Considering the 2008 Federal Register is 80,700 pages, and that it grows every year, it’s safe to say that there appears to be no upper limit to scope of the problem.
Incredibly, the Federal government actually believes that people should, or could, read the Federal Register. It even answers the question, “Why should I read the Federal Register?”. The only real reason should be to cure insomnia.
Metrics on reading the Federal Register
Let’s presume you had to read the Federal Register, taking the following assumptions:
- The document, as of its final 2008 version, is 80,700 pages.
- You sleep eight hours a day.
- You have a full-time job, five days a week, eight hours a day.

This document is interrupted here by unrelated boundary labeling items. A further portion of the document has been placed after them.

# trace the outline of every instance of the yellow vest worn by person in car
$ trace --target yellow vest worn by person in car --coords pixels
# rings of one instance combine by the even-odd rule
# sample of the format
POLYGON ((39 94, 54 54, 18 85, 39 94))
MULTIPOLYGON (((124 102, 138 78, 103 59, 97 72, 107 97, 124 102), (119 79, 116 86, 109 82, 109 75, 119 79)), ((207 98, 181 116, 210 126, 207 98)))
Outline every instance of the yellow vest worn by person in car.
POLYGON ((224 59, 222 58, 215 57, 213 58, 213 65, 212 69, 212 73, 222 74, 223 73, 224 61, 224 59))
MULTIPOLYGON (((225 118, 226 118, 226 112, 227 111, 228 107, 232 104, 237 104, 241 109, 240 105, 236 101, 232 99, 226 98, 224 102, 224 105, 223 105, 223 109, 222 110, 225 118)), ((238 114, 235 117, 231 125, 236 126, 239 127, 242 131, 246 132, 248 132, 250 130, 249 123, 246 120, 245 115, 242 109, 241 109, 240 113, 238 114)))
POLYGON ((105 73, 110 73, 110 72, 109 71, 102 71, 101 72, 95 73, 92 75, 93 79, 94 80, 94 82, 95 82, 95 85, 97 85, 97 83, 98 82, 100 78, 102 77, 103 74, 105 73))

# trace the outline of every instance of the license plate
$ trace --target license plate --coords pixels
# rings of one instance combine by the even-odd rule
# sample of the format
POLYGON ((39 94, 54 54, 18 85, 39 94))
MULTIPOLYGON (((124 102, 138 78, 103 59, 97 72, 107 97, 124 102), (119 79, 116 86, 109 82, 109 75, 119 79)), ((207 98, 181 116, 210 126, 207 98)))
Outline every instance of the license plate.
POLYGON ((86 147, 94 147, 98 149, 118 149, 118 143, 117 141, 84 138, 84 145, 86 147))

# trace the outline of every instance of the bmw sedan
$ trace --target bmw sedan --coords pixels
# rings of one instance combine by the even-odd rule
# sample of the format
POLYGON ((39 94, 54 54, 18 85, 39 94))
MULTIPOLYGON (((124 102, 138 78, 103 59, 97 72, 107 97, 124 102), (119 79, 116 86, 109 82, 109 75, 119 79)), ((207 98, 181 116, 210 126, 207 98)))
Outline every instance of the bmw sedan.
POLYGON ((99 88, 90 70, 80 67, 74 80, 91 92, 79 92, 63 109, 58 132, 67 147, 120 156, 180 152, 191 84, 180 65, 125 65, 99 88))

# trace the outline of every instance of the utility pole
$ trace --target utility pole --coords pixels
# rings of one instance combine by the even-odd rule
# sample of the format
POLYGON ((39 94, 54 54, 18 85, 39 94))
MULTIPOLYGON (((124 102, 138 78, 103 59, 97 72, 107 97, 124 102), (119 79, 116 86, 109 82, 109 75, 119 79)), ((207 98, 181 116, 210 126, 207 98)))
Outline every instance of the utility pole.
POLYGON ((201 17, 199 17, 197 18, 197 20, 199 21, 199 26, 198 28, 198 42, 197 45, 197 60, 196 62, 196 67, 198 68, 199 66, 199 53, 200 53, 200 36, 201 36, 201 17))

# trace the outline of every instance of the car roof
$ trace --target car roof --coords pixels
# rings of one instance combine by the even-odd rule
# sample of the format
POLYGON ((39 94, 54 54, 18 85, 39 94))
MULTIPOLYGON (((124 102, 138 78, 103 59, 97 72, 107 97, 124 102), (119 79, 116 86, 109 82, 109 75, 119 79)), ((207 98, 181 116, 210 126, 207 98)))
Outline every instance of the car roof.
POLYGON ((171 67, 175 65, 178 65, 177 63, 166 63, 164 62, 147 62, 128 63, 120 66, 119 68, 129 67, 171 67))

- You commute to/from work for an average of one hour each day.
- You spend two hours a day for personal and domestic matters – bathing, eating, housekeeping, etc..
- You spend four hours on each weekend day to address random matters (paying bills, playing WoW, etc.).

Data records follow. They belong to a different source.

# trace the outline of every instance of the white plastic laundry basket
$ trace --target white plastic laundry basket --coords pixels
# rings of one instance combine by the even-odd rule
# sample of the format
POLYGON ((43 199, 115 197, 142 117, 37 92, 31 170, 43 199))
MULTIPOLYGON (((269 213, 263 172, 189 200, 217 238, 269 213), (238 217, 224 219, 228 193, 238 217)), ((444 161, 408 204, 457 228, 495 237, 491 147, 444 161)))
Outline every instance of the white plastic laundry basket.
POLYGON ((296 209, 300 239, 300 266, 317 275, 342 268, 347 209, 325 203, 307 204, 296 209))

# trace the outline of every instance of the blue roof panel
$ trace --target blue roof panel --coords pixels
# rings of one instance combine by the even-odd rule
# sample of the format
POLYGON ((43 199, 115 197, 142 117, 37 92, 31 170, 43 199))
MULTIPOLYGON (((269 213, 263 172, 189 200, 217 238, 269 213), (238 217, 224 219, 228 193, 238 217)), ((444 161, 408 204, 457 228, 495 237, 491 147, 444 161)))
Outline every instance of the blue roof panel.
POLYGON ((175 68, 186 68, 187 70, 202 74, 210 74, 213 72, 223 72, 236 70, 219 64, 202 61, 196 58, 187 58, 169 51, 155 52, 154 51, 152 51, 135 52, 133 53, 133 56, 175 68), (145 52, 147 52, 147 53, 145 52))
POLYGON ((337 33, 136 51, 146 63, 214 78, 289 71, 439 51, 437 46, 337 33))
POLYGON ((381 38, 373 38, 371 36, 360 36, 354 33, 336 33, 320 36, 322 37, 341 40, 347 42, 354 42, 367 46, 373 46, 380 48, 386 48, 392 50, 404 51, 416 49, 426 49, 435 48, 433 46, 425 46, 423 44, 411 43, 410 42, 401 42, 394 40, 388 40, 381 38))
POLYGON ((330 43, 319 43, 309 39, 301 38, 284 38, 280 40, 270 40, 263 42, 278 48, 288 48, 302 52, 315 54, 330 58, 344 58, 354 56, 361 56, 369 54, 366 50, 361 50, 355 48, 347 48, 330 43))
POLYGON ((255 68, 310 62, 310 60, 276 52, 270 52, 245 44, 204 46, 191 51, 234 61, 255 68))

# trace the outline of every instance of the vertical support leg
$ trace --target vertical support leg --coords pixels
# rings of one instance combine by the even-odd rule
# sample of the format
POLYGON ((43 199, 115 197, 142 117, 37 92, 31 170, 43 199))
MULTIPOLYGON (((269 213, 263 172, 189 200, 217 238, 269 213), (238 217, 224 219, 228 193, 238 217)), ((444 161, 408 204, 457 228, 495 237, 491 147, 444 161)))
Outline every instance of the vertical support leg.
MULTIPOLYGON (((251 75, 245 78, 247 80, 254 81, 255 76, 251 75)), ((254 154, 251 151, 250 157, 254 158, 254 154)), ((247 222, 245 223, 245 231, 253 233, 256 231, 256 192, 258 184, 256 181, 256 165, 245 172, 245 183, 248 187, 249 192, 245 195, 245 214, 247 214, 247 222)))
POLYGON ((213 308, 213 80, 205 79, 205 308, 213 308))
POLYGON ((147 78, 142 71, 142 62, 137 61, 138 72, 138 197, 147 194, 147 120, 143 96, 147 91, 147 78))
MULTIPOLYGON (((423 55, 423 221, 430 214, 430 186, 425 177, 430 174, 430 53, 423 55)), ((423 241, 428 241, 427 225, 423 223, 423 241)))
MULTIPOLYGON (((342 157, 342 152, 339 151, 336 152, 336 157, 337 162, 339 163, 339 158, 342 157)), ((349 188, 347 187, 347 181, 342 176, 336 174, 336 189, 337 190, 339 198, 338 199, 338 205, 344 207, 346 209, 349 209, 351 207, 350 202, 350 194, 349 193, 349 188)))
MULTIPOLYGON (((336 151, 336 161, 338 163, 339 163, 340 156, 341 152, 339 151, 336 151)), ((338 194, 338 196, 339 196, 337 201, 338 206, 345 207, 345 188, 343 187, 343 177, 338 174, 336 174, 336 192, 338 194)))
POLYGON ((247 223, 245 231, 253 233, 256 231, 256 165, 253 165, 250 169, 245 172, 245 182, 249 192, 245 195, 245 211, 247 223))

- While reading, you take a 15-minute break every two hours.
Considering that, you have about 39 hours per week to read. If you can read two pages per minute (a good clip that assumes comprehension rates don’t matter), it would take you nearly 121 days (17 weeks) to read all 80,700 pages of the Federal Register.

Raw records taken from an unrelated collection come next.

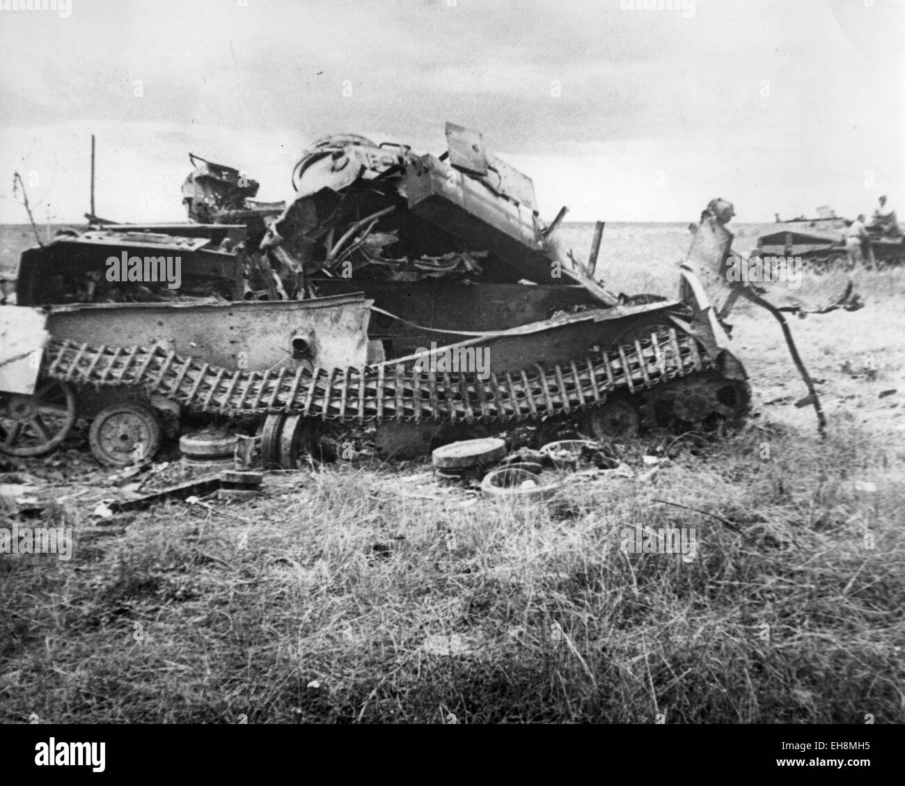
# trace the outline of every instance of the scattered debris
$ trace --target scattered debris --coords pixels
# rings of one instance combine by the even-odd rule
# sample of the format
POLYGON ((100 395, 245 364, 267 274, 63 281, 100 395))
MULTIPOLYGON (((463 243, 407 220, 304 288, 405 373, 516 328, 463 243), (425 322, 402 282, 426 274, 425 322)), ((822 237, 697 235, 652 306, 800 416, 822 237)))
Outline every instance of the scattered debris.
POLYGON ((219 488, 219 477, 202 478, 201 480, 180 484, 179 485, 170 486, 153 494, 145 494, 138 499, 118 500, 110 503, 108 507, 115 513, 125 511, 142 511, 152 505, 160 504, 171 500, 185 500, 188 502, 193 497, 202 497, 213 494, 219 488))

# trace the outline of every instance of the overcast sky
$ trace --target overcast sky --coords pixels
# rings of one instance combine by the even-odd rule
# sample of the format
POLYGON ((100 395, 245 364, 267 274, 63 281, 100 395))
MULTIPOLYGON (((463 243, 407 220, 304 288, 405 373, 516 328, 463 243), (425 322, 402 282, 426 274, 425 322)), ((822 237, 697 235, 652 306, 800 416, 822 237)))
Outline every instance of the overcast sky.
POLYGON ((38 220, 79 221, 92 132, 99 215, 183 220, 189 151, 247 170, 259 198, 276 200, 315 139, 354 132, 440 153, 446 120, 481 130, 533 177, 548 219, 567 205, 569 220, 688 221, 718 196, 738 221, 824 204, 856 215, 881 193, 905 213, 903 0, 629 5, 0 10, 0 221, 26 220, 14 169, 36 182, 38 220))

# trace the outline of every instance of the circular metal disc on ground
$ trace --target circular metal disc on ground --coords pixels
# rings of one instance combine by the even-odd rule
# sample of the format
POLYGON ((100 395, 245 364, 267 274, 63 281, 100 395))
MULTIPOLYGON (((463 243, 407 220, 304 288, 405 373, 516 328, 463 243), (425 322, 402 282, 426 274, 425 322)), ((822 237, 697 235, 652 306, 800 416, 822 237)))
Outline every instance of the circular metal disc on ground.
POLYGON ((179 437, 179 450, 193 458, 221 458, 235 454, 235 436, 197 431, 179 437))
POLYGON ((540 485, 538 476, 524 469, 495 469, 484 477, 481 490, 487 496, 540 502, 556 496, 563 484, 558 481, 540 485))
POLYGON ((160 422, 154 410, 143 404, 114 404, 91 421, 88 440, 101 464, 141 464, 150 461, 160 448, 160 422))
POLYGON ((43 455, 69 436, 74 424, 72 388, 58 379, 44 379, 33 396, 6 398, 0 408, 0 453, 43 455))
POLYGON ((496 437, 453 442, 433 451, 433 465, 441 469, 467 469, 494 464, 506 456, 506 443, 496 437))

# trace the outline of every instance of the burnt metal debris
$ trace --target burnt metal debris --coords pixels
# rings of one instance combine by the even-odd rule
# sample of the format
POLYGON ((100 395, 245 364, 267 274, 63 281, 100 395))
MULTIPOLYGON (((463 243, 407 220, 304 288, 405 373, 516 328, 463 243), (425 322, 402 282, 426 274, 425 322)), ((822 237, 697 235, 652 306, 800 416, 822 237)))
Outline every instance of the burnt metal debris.
POLYGON ((129 408, 139 420, 256 418, 265 464, 285 468, 330 428, 374 427, 378 445, 417 451, 519 421, 607 439, 744 420, 747 375, 696 274, 725 262, 730 241, 700 240, 719 221, 702 221, 690 260, 706 264, 681 269, 679 300, 618 298, 587 274, 595 260, 562 260, 565 209, 545 224, 530 178, 479 133, 446 136, 439 157, 322 139, 287 205, 253 202, 255 181, 193 156, 189 223, 95 219, 26 251, 0 327, 21 321, 10 308, 41 307, 41 359, 24 369, 21 341, 17 364, 0 357, 0 451, 49 452, 77 417, 119 422, 104 412, 123 400, 145 405, 129 408), (126 275, 110 281, 120 255, 126 275), (144 272, 176 256, 178 290, 138 265, 129 280, 133 257, 144 272))

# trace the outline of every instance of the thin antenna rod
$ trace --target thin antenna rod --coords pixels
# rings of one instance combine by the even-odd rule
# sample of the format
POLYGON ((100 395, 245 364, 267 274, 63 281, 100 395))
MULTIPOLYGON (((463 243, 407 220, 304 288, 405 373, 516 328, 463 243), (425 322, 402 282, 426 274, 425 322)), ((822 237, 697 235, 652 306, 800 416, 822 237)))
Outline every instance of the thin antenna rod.
POLYGON ((91 134, 91 218, 97 216, 94 212, 94 134, 91 134))

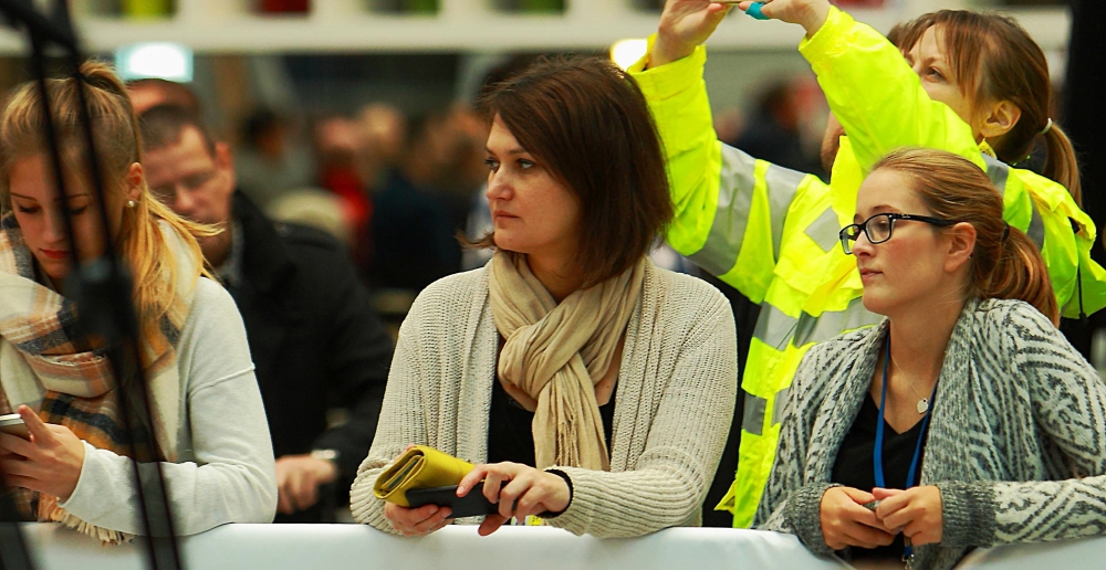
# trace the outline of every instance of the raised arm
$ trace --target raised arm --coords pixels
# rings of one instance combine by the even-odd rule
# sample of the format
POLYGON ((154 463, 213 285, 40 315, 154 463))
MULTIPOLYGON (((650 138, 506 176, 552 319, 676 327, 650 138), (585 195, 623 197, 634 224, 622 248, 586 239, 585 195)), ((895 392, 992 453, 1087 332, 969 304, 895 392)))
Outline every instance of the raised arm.
MULTIPOLYGON (((718 14, 724 13, 724 7, 722 11, 712 7, 721 4, 670 1, 650 52, 629 71, 645 94, 665 147, 676 205, 668 243, 760 303, 781 252, 787 249, 783 242, 811 240, 804 230, 825 207, 810 205, 824 197, 826 187, 813 175, 757 160, 718 140, 702 81, 707 53, 695 43, 705 40, 721 19, 718 14), (677 21, 672 14, 682 19, 677 21), (672 38, 677 23, 692 27, 684 40, 672 38)), ((814 241, 807 245, 813 255, 818 245, 814 241)))
MULTIPOLYGON (((749 2, 742 2, 742 9, 749 2)), ((827 0, 774 0, 764 15, 806 30, 799 51, 811 63, 863 173, 897 148, 938 148, 984 167, 971 127, 929 97, 898 48, 827 0)))

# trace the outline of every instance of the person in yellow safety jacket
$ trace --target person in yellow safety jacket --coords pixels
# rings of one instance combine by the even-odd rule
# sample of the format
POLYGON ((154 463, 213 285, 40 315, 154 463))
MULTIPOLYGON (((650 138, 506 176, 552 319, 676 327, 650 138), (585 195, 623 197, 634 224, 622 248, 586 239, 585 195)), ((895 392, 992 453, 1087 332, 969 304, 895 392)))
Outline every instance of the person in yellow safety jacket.
MULTIPOLYGON (((774 0, 763 11, 789 2, 774 0)), ((860 304, 856 263, 842 251, 837 232, 852 223, 857 189, 886 151, 938 148, 985 169, 1003 194, 1006 222, 1041 246, 1063 316, 1106 306, 1106 271, 1089 256, 1094 223, 1063 186, 994 159, 971 125, 930 97, 897 48, 835 8, 800 45, 847 135, 841 137, 831 183, 719 142, 700 44, 724 10, 706 0, 669 0, 662 38, 650 39, 649 53, 629 71, 665 144, 677 210, 669 244, 761 305, 742 372, 737 479, 718 506, 734 514, 734 527, 749 527, 803 355, 816 342, 878 320, 860 304), (672 49, 680 33, 685 44, 672 49)))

Keep in mind that such a clip requires reading on average 5 1/2 hours per day. In reality, the average American spends just 21 minutes a day reading. At that rate, the average American would take nearly 2,000 days (about five and one-half years) to read the 2008 Federal Register.
To make matters worse, the Federal Register continues to grow, at a pace of about 1.5% per year (Federal Register Pages Published Annually, PDF). That means an extra month of reading each year for Joe Sixpack if he wants to read all the applicable laws in 2013 after spending more than five years reading the 2008 Federal Register.
In closing: To understand the laws of America, start reading now, and don’t plan on stopping for over five and one-half years. Then, expect to spend a month of reading each year just to catch up.
Of course, this doesn’t include the state or local laws where you live… but that’s a whole other matter.
josh says:
if “shakes his head in dismay” was a comment, that would be my comment.